A new crop at the Market Garden

This season (although it really started last season), we’re experimenting with growing saffron at the Market Garden.

Saffron is a spice. It is one of the most expensive food products in the world, because the harvesting process is so labor intensive.  

The bright red-orange threads that people purchase are actually the stigmas (female portion) of the saffron crocus flowers. Each flower only has three stigmas, so about 150 flowers are needed to produce one gram of saffron.

The “seed” of the idea for our project was planted by Elias, a seasonal employee last year. Elias’ father, Paul Wieczoreck, is a horticulturist, and he gave us some saffron bulbs last fall. We planted them then, and got a few blossoms in November, but because that was our first planting, we didn’t do any harvesting.

The saffron crocus has an interesting life cycle (which is why it’s harvested in the fall). In late winter or early spring, leaves emerge from the bulb, but there’s no flower. Then, once temperatures heat up, the bulb actually goes dormant and the leaves die back. New leaves form in September when the temperature cools. Then the saffron crocus blooms in the fall and is harvested.

The best time to harvest stigmas is in mid-morning, on a sunny fall day, when the flowers are fully open. We plan to harvest the stigmas with our fingers – or maybe tweezers. Then we will put them in a warm place to dry. (We have to research and experiment with all this when the time comes.)

It is always exciting to try growing new plants at our organic Market Garden. It allows us to experiment with and display the wonderful variety of foods that can be grown in Vermont.

If we’re successful in growing, harvesting, and drying the saffron, we’ll send it to Chef Jim at the Inn restaurant.  He tells us that saffron is absolutely essential for paella, is great to incorporate into fresh pasta (it gives the pasta a magnificent color and interesting flavor), and goes well in vinaigrettes, especially in summer when the Inn tries to incorporate a lot of fresh flowers into the salads.

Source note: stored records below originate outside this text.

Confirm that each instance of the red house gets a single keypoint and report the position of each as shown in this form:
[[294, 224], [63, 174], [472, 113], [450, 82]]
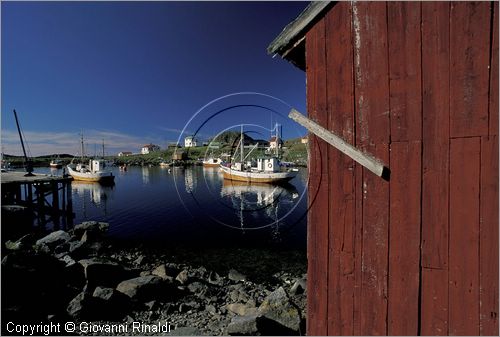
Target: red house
[[415, 85]]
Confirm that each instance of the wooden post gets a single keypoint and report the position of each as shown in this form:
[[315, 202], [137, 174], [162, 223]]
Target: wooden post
[[55, 204], [368, 162], [69, 209]]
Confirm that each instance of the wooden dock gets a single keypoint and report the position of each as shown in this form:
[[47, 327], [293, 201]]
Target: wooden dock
[[48, 197]]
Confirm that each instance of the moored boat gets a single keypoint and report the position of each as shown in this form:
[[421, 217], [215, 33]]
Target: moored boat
[[267, 170], [212, 162], [94, 170], [56, 163]]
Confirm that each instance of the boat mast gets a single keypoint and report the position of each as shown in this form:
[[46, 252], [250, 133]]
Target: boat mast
[[242, 143], [82, 151], [27, 162]]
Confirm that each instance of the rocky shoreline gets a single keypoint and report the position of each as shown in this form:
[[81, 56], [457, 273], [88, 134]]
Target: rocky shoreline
[[81, 276]]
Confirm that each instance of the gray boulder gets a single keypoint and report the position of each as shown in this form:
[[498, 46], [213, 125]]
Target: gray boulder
[[103, 273], [93, 226], [185, 331], [22, 243], [163, 272], [214, 278], [243, 325], [277, 307], [236, 276], [242, 309], [141, 288], [81, 307], [182, 277], [111, 304], [298, 287], [54, 239]]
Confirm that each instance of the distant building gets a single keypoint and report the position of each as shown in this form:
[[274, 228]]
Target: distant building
[[275, 142], [214, 145], [149, 148], [190, 141], [179, 155], [173, 145]]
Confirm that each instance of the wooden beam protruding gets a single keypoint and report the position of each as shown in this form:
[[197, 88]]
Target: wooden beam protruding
[[357, 155]]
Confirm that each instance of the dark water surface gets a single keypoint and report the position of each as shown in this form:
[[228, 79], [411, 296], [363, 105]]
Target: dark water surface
[[194, 207]]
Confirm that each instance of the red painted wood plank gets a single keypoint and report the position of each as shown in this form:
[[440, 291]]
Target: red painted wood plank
[[493, 108], [469, 75], [464, 236], [435, 133], [341, 203], [404, 70], [435, 167], [358, 247], [317, 240], [434, 307], [488, 254], [372, 133], [404, 239]]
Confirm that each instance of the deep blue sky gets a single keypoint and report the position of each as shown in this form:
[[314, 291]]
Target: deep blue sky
[[136, 72]]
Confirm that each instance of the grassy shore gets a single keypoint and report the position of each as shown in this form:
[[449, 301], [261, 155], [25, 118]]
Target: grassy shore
[[292, 152]]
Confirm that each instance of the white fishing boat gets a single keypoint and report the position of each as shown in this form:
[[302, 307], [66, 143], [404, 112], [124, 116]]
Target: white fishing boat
[[267, 170], [56, 162], [212, 162], [92, 170]]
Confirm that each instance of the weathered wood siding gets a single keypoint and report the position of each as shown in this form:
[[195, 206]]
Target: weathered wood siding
[[416, 86]]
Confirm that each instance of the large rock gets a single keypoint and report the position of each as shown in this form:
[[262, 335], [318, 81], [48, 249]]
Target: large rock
[[91, 226], [277, 307], [24, 242], [299, 286], [183, 277], [141, 288], [243, 325], [242, 309], [111, 304], [185, 331], [82, 307], [235, 275], [103, 273], [54, 239], [163, 272]]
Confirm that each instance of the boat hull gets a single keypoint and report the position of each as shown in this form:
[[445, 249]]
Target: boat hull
[[101, 177], [210, 165], [256, 177]]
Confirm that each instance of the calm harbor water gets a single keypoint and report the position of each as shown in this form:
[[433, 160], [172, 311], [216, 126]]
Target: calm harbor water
[[193, 207]]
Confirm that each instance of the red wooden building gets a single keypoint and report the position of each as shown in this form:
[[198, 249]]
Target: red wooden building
[[415, 85]]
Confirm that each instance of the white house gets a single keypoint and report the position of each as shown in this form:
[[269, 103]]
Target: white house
[[275, 142], [190, 141], [148, 148]]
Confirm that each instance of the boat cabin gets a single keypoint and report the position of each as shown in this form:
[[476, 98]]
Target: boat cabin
[[94, 165], [268, 164]]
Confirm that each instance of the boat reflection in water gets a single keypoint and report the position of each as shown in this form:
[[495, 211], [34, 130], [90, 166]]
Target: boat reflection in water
[[259, 206], [91, 197], [190, 180]]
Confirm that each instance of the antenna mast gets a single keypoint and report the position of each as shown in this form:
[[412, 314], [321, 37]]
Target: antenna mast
[[27, 162]]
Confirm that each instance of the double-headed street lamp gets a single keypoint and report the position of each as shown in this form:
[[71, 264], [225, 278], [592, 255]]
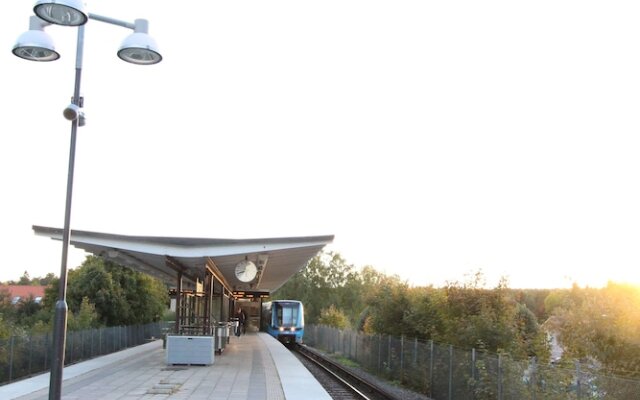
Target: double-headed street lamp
[[36, 45]]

We’ll keep you updated on “Project Saffron!”


Here are a few sources we’ve found helpful:

Lynn Wolfe

Posted by Lynn Wolfe

February 12, 2018

Share this post

Comments

Such a unique plant, no wonder its food and health qualities are valued around the World. I hope this grand experiment works. If so, you can dry it and sell an exclusive amount, with the Shelburne Farms logo at the Visitors Center! Vermont grown Saffron! Gorgeous Blossom. Thank you for this treat. Sincerely, JPM
If it ever gets to be a sizable crop you're gonna need a lot of interns or volunteers. IIRC, UVM did some studies on this 18-24 months ago. Assuming coupe grade (the highest) saffron at $8.50 per gram (retail price) divided by 150 flowers that makes each flower worth roughly 6 cents. Each stigma would be worth about 2 cents. At $10/hr labor cost (VERY optimistic) the break even number on the highest possible retail price saffron means each worker needs to harvest 500 HUNDRED stigmas per hour, or roughly 167 flowers. That means about three flowers/nine stigmas a minute for the entire hour. This scenario also assumes best case on the number of stigmas per flower, labor cost and final price, as well as leaving out labor and costs for drying and packaging, never mind the cost of bulbs, fertilizer, land lost to other crops, etc... It's not entirely hopeless though. https://www.researchgate.net/publication/270916668_Autonomous_Vehicle_for_Saffron_Harvesting gives some hope and more accurate numbers than mine on the realities of saffron harvesting. Then there's always the potential for "value added" products such as saffron oil, saffron shallot pickles, saffron cocktails, saffron crocus bulbs in the gift store, and so forth. Still, without new technology, I would guess it will be financially unsustainable, even if it is a boon to the folks who dine at the inn.